Building Web Services from Scratch: Part 4 - Load Balancer


Recap, we now have a simple HTTP API that serves Harry Potter spells. We have tested that the API works with our DNS servers (client, resolver, auth server). Harry Potter is pretty popular. What happens if we get a lot of requests? The server will get overloaded. How can we handle this? We can add more instances of the API and distribute the requests between them. Sounds like a load balancer.

For some unknown reason, load balancers have always been my favourite part of distributed systems. I have no idea why. I think maybe because they are a fairly elegant solution to a complex problem.

The final code is available on GitHub.

Load Balancer

In the spirit of the previous posts, I won't be explaing the code in much detail, just the important parts. However, writing this load balancer in Rust was great exposure to the world of sharing state between threads. So I will touch on the briefly. The load balancer is a simple round-robin load balancer. It listens for incoming requests and forwards them to the next server in the list.

I decided to try and get fancy and support health checks of the target servers... there was no need but anyway, it works. I did have to add a simple health check endpoint to the HTTP API. It just returns a 200 status code.

First up, we need a way to define our targets and their health checks. I decided to use toml for this. Here is an example of the config file:

[[targets]] address = "http-api-1:8001" health_check_endpoint = "/healthz" [[targets]] address = "http-api-2:8001" health_check_endpoint = "/healthz"

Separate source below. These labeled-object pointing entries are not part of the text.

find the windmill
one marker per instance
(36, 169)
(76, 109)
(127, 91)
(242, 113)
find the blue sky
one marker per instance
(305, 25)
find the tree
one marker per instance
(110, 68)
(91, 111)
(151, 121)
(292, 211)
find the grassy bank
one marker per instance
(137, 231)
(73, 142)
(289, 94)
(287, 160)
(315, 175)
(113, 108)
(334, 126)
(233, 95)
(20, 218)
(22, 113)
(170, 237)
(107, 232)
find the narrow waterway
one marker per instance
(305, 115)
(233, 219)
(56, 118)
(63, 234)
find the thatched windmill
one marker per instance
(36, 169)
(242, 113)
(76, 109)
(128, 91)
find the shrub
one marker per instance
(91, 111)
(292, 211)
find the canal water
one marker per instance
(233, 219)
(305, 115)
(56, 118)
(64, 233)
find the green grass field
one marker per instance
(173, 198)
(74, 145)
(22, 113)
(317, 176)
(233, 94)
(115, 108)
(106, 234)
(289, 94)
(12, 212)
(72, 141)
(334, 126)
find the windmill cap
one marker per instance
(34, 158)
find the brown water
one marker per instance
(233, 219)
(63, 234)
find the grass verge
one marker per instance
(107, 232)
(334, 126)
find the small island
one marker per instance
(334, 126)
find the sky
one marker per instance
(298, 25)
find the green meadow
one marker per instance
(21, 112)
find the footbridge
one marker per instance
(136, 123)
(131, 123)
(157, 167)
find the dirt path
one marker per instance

It's pretty simple, hardcode your list of targets and their health check endpoints. The load balancer will check these endpoints every 5 seconds and remove a target if it fails. Once the target is back up, it will be added back to the list. Elegant.

Next week need a way for the server to handle connections between clients and targets.

async fn handle_connection(mut incoming: TcpStream, backend_address: String) -> Result<(), Box<dyn std::error::Error>> { println!("Forwarding connection to backend: {}", backend_address); let mut backend = TcpStream::connect(backend_address).await?; let (mut ri, mut wi) = incoming.split(); let (mut rb, mut wb) = backend.split(); let client_to_server = io::copy(&mut ri, &mut wb); let server_to_client = io::copy(&mut rb, &mut wi); tokio::try_join!(client_to_server, server_to_client)?; Ok(()) }

It takes an incoming connection and forwards it to a backend server. The tokio::try_join! macro is used to wait for both the client and server connections to finish.

Next, we need a function to handle the health checks.

async fn check_targets_health(target_health: Arc<Mutex<HashMap<Targets, bool>>>, targets: Vec<Targets>) { let client = Client::new(); for target in &targets { let health_check_url = format!("http://{}{}", target.address, target.health_check_endpoint); let health = client.get(&health_check_url) .send() .await .map(|resp| resp.status().is_success()) .unwrap_or(false); // Update the health status within the lock's scope to minimize lock duration. target_health.lock().unwrap().insert(target.clone(), health); } }

Yeap I know I know, unwrap. I'm sorry. This function sends a GET request to the health check endpoint of each target and updates the health status in the target_health map. The target_health map is a Arc<Mutex<HashMap<Targets, bool>>>. The Arc is used to share the map between threads and the Mutex is used to ensure only one thread can access the map at a time. This is important because we are updating the map from multiple threads. For me, it was a great example of where Rust can slow you down initially but once you understand it, the benefits are clear.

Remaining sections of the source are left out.